Aurora Medical Technology (Bay Shore, New York) reported that an internal investigation has been initiated by its board of directors related to the trading of its stock between Jan. 1 and July 31.

It said that the investigation is the result of action initiated by the Securities and Exchange Commission (SEC) against “certain individuals,” who allegedly participated in a scheme to manipulate the market for the stock of Aurora.

Because of the ongoing investigation, the company said it will delay the release of its financial statements for the quarter ended June 30, and the six months ended Dec. 31, 2005.

The company said that around July 14 it received a subpoena from the SEC requesting the production of certain undisclosed documents. In addition, it said that officers, shareholders and board members Harry Soroff, MD, Jahangir Rastegar, PhD, and Marc Leahy each received a subpoena from the SEC requiring their oral testimony.

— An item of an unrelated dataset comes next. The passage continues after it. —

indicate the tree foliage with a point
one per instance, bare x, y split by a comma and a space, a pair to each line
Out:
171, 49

Aurora is developing the RACE system, a portable system designed for use in the homecare of patients with CHF. The portable system “as it is envisioned,” the company says on its web site, consists of a compressor, a vacuum-pump module and a control unit and sensor (EKG) module installed in the patient's home.

In other legalities, the SEC reported charges against David Pillor, former senior vice president for sales and marketing and a member of the board of InVision Technologies , a manufacturer of explosive detection machines used in airports that is now a business of GE (Fairfield, Connecticut).

The complaint, filed in federal district court in San Francisco, alleges that Pillor abetted InVision's failure to establish adequate internal controls to prevent the company from violating the Foreign Corrupt Practices Act (FCPA) and that he indirectly caused the falsification of the company's books and records.

With filing of the SEC's complaint, Pillor agreed, without admitting or denying the allegations, to pay a $65,000 civil penalty and to entry of a permanent injunction against future violations.

In February 2005, InVision settled related charges by the SEC by paying $1.1 million in disgorgement and penalties and agreeing to a commission order to desist from future FCPA violations.

In December 2004, InVision paid $800,000 in penalties to settle similar charges brought by the U.S. Department of Justice.

The SEC's complaint says that from late 2001 through June 2004, InVision completed sales to airports in China, the Philippines and Thailand and that in the course of these transactions, Pillor received e-mail messages from his Asian regional sales manager that suggested that InVision's overseas sales agents and distributors intended to make improper payments or other gifts to foreign government officials, in violation of the FCPA. InVision subsequently paid invoices to its agents and distributors in China and the Philippines and improperly recorded the payments as legitimate business expenses.

The conduct alleged by the SEC occurred prior to InVision's acquisition by GE in December 2004.